New evidence collected by NASA’s retired Cassini spacecraft offers tantalizing details on the chemical makeup of the water plumes erupting from Enceladus.

The heavy amount of methane – a gas associated with life on Earth – suggests that underneath the icy crust of Enceladus, there could be a huge ocean of briny water potentially teeming with life.

The new study by researchers from the University of Arizona and Paris Sciences & Lettres University also found that there was a relatively high concentration of molecules of dihydrogen and carbon dioxide.

“We wanted to know: Could Earthlike microbes that ‘eat’ the dihydrogen and produce methane explain the surprisingly large amount of methane detected by Cassini?” asked University of Arizona associate professor and lead author of the study Prof.

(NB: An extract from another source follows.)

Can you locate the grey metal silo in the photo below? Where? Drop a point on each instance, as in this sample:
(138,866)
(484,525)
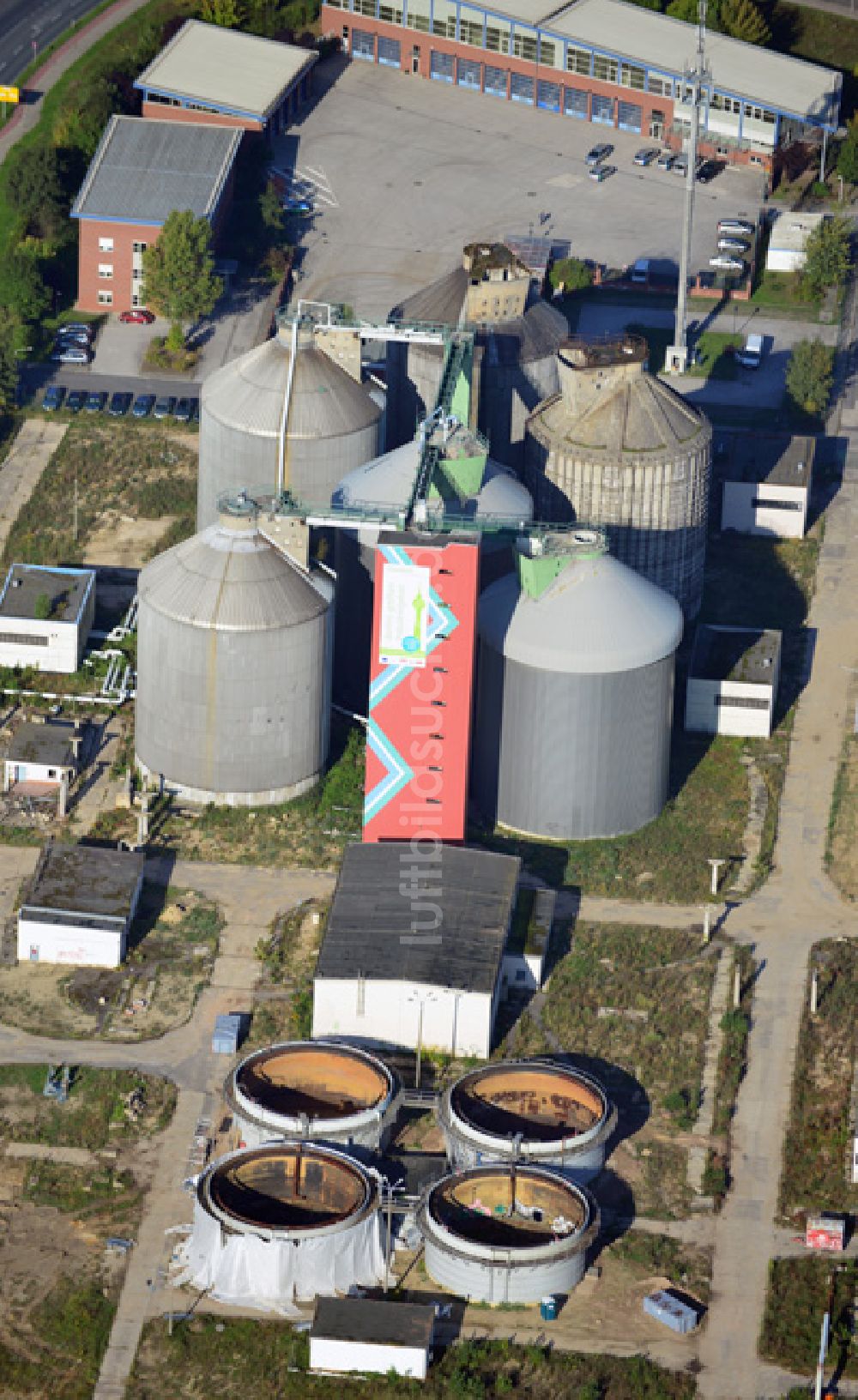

Regis Ferriere.

Scientists have long speculated that conditions on Enceladus, with its subsurface ocean and sources of warmth, could be conducive to the development of living creatures.

However, one possible explanation for the chemical composition of water on Enceladus could be the existence of microbes on the Saturn moon.

“In other words, we can’t discard the ‘life hypothesis’ as highly improbable,” Ferriere noted. “To reject the life hypothesis, we need more data from future missions.”

Confirmation of the “life hypothesis” will likely remain elusive for the foreseeable future.

“Searching for such microbes, known as methanogens, at Enceladus’ seafloor would require extremely challenging deep-dive missions that are not in sight for several decades,” Ferriere said.